Meredith Ochs is an American radio commentator, DJ, author, journalist and musician. She is a Gracie Award honoree for her work in radio.

Ochs is a commentator for National Public Radio's All Things Considered and has appeared on Talk of the Nation. She was a frequent guest on All Songs Considered.

Ochs is the author of three books, Rock-and-Roll Woman (Sterling, 2018), Aretha: The Queen of Soul, and Bruce Springsteen: An Illustrated Biography (Quarto, 2018). She contributed to the Belmont award-winning Woman Walk the Line: How the Women in Country Music Changed Our Lives (UT Press, 2017).

Ochs is a talk show host at Sirius XM Satellite Radio. Her program Freewheelin aired weekdays 11 am – 2 pm ET (replayed weeknights 8–11 pm ET, Saturday and Sunday 11 am – 2 pm ET). Ochs also hosts a music show on the Outlaw Country channel, Mondays and Tuesdays 8 pm – midnight ET.

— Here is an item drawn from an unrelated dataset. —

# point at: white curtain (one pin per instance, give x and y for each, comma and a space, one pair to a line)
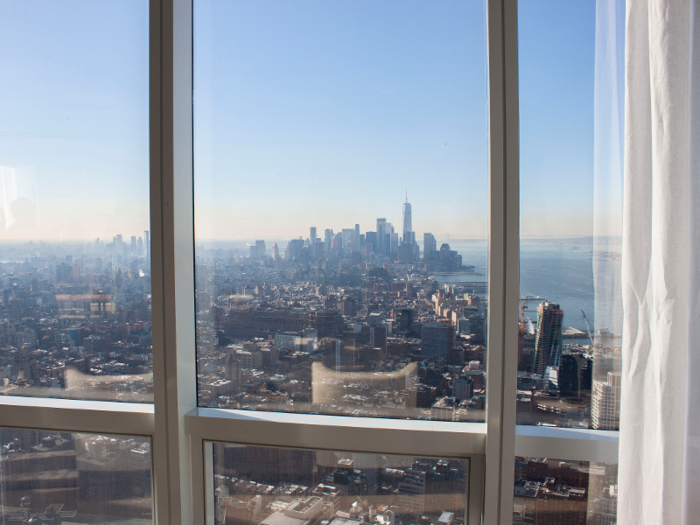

Ochs was a contributing editor and writer at Guitar World magazine. Her writing has appeared in numerous other publications, including Entertainment Weekly, Rolling Stone, Salon.com, the Boston Phoenix, the Houston Chronicle and New York Magazine. Her photographs have appeared in Guitar World, Experience Hendrix and other publications.

Ochs plays guitar, sings and writes songs for the Damn Lovelys. Their debut, Trouble Creek, was released on Philadelphia indie label, Dren Records, in 2004 and earned them an appearance on "Mountain Stage", the internationally syndicated PRI radio program, the following year. She also played bass and sang with New Orleans-born R&B/soul singer Jesse Thomas (known as "Young Jesse" when he worked with Huey "Piano" Smith, Earl King and other New Orleans performers). She periodically performs with blues/R&B band Miss Lucy & Walker Blue, along with Brazilian harmonica player Alex "Pardal" Siclari and members of Eaglemania, The Porchistas and the Zydeco Revelators.

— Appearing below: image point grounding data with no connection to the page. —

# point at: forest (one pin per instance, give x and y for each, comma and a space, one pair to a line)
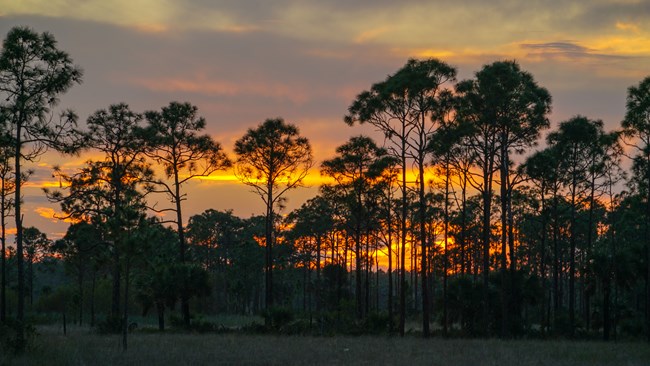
472, 217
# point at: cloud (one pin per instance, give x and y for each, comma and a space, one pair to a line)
566, 50
202, 85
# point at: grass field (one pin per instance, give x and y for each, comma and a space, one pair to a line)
82, 347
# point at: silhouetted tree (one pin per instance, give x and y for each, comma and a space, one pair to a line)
637, 125
272, 159
33, 73
174, 143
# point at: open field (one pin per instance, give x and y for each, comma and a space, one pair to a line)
82, 347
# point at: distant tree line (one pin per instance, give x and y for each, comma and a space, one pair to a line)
458, 219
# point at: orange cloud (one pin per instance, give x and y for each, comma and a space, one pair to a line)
53, 216
371, 34
219, 87
152, 28
627, 27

For more than a decade, Ochs hosted a weekly show, "Trash, Twang and Thunder," on freeform radio station WFMU. The show focused on American roots music: country, blues, soul, R&B and bluegrass, and often featured live performances by artists including Son Volt's Jay Farrar, country singer Pam Tillis, and Allman Brothers alumnus Derek Trucks. Ochs later co-hosted with and filled in for WFMU alum Vin Scelsa at WFUV, where she worked part-time as a DJ. Ochs also worked at WNYC and WXRK (K-Rock) in New York City, as well as the ABC Radio Network.

Two characters in the children's book series The Trouble with Chickens by author Doreen Cronin, are named after Ochs and her husband.